Such poetry comes from a combination of technology and the reality that it attempts to capture: glowing eyes of animals that reflect the flash-light of the camera, digital low-resolution artifacts, accidentally stunning compositions of galaxies and forests, etc. The GIF’s mechanical speed is faster than the usual human perception—it is functional to the machine gaze, but in itself, it creates a new type of poetic image, too.

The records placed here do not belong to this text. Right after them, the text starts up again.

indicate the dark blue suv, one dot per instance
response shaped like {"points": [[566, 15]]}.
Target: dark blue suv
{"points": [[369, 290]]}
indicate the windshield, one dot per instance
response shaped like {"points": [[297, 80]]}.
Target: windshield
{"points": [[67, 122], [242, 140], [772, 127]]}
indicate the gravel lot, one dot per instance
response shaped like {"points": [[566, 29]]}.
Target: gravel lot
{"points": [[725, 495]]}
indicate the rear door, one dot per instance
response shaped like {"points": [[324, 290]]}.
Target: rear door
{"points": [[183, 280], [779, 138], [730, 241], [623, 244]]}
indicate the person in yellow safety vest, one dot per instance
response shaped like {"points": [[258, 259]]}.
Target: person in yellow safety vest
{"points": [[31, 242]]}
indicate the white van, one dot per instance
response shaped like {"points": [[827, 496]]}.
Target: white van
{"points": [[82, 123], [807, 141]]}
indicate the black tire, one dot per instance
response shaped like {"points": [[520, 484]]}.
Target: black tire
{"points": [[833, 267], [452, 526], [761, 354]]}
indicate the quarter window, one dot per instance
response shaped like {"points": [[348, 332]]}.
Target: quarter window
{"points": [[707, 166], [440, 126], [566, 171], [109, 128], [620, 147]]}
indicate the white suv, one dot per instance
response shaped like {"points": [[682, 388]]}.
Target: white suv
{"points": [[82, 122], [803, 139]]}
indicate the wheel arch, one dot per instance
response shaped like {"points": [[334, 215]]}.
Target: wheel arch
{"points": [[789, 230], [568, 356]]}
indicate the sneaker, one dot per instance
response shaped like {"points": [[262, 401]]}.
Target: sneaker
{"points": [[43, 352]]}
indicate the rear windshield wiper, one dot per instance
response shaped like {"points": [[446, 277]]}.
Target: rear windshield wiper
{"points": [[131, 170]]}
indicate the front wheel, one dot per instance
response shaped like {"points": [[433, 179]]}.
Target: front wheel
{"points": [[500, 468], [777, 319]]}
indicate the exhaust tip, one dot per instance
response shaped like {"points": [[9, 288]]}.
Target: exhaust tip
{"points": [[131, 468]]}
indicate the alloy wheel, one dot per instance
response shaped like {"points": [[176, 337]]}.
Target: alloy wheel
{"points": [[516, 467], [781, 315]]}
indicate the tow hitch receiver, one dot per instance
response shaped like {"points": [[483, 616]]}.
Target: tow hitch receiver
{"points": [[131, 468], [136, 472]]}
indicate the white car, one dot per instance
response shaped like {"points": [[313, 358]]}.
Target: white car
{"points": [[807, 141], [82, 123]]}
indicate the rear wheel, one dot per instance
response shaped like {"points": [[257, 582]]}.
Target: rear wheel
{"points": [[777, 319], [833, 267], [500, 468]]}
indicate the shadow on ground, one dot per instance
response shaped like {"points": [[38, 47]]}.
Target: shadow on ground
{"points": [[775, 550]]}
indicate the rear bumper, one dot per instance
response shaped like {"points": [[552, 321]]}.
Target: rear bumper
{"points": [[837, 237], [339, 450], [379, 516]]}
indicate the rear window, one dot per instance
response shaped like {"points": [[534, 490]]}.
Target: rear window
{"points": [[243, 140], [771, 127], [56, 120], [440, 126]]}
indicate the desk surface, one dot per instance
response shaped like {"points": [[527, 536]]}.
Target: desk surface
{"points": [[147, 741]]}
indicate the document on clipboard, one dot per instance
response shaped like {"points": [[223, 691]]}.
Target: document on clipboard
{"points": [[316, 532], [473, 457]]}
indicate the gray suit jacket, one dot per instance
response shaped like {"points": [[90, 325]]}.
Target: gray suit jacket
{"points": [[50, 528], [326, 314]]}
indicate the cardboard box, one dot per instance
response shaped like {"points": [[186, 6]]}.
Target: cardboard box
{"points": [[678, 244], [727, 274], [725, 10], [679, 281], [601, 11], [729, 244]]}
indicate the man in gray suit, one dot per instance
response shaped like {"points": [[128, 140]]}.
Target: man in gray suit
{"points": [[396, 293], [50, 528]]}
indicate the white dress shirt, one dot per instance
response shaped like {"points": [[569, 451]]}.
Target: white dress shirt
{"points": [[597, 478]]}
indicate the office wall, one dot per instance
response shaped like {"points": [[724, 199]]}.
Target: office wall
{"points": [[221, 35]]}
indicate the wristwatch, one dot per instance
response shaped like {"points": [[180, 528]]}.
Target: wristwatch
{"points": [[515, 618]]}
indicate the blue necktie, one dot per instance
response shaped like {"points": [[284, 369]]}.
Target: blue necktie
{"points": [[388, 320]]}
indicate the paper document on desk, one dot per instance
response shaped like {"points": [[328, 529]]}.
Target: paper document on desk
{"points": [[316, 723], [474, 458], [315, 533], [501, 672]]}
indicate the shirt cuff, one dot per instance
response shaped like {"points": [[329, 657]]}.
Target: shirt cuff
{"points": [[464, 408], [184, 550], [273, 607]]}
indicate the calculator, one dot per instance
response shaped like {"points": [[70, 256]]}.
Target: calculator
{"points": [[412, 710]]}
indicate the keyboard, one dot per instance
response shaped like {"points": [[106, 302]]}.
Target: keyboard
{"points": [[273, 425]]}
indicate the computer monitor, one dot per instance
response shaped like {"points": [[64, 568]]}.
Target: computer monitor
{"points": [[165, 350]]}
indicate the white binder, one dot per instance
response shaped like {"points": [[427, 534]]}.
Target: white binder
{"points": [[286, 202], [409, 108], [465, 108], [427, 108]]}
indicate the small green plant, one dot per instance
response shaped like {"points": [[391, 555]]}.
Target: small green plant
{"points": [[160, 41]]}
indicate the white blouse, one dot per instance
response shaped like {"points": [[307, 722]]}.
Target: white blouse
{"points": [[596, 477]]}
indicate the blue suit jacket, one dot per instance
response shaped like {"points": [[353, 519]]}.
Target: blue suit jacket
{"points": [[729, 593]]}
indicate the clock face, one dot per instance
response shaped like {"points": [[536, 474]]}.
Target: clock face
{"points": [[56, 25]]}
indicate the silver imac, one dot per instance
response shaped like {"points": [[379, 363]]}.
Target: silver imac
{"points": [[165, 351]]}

Katja Novitskova lives and works in Amsterdam. Novitskova researches ongoing ecological transformations of living, social, and informational processes in the present world, developing personal strategies to render its complex forms. Her works include sculptures generated from online imagery and text, installations and artist publications.
In 2011, Novitskova published her first artist book Post Internet Survival Guide 2010. Her work has been exhibited internationally in solo and group exhibitions including Kunstfort bij Vijfhuizen (2021, solo); Belgrade Biennal (2021); Migros Museum, Zürich (2020); Sharjah Art Foundation (2020); Powerlong Museum, Shanghai (2019); Hamburger Bahnhof, Berlin (2019); Whitechapel Gallery, London (2018, solo), the Estonian Pavilion at the 57th Venice Biennale (2017, solo); The Public Art Fund, New York (2017, solo), The Museum of Contemporary Art Kiasma, Helsinki (2017); and Greene Naftali, New York (2016, solo).
Her work is in various public and private collections, including: Museum Ludwig, Cologne; Moderna Museet, Stockholm; Boros Collection, Berlin; CC Foundation, Shanghai; Fondazione Sandretto Re Rebaudengo, Turin; Rubell Family Collection, Miami, and many others.